I always head for the negative reviews first. Not for what they tell you about the venue, but for what they unintendedly reveal about the reviewer. Sarcastic quotation marks and periphrasis are always a bit of a give-away: ‘…there was a floating rubber object in the toilet bowl!!! After complaining at reception we were given another room and a full refund. Staff were very apologetic about the incident.… I asked for additional compensation as we thought that a change of room and a refund was not really adequate. This was refused.’
‘Reasonably-priced food ? Hardly — £6.70 for a cream tea — they are taking the proverbial here. And blackcurrant jam, when it should be strawberry.’
I secretly hope these writers are abducted on their next holiday, to see how they handle real discomfort. ‘Without so much as an excuse-me, my wife and I were manacled to a wall and pistol-whipped by Serbian mercenaries. I would have awarded only one star, but for the Šljivovica, which was delicious, and served properly chilled!!!!’
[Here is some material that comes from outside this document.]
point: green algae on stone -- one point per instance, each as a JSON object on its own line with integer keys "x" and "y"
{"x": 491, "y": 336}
Some complainants are genuine, of course. You can get terrible service (‘Do you want sugar in your tea?’ ‘No.’ ‘Well don’t stir it then’ was an example from a few years ago). But the most interesting thing about hostile reviews is how often the following phrases occur: ‘anniversary dinner’, ‘Mother’s Day’, ‘aunt’s birthday’, ‘family reunion’, and so forth. It would be interesting to analyse which special occasions generate most bad reviews.
What causes this? One explanation comes in a 1974 paper by Donald Dutton and Arthur Aron called ‘Some Evidence for Heightened Sexual Attraction under Conditions of High Anxiety’, later known as the Capilano Bridge experiment. In the test, an attractive female researcher with a questionnaire buttonholed men who had just crossed a wobbly wooden suspension bridge 230 feet above a river in Vancouver. She did the same to people who had just crossed a solid, low bridge upstream, in both cases leaving her phone number in case the men had ‘any follow-up questions’.
Half the men who had crossed the rickety bridge called her; only one in eight of the men who had crossed the ordinary bridge did so. This gave rise to the ‘misattribution of arousal’ theory. Effectively, when men’s bodies are flooded with adrenalin from crossing a dangerous bridge, they are as likely to attribute the hormonal explosion to the girl, not the bridge.
A similar effect may be at work in restaurants. The ‘misattribution of irritation’, in other words. People who are grumpy at being forced to attend celebratory meals under duress, or who are socially awkward in fancy restaurants, are much more likely to blame the restaurant than the circumstances for their mood. If you ever want a bad meal, just turn up at a good restaurant half an hour late. You will be angry at yourself for being late but unconsciously redirect your animus towards the staff. We’ve all done it.
It all suggests that David Hume was right: reason really is ‘the slave of the passions’. We explain our moods by hastily contrived, self-serving post-rationalisation. This is never more apparent than in politics. The supposed reasons people advance for being morally outraged are mostly spurious: off-the-shelf narratives to justify an emotional reaction. Let’s face it, if Guardian reporters had gatecrashed a Tory’s memorial service, few on the left would have given a damn.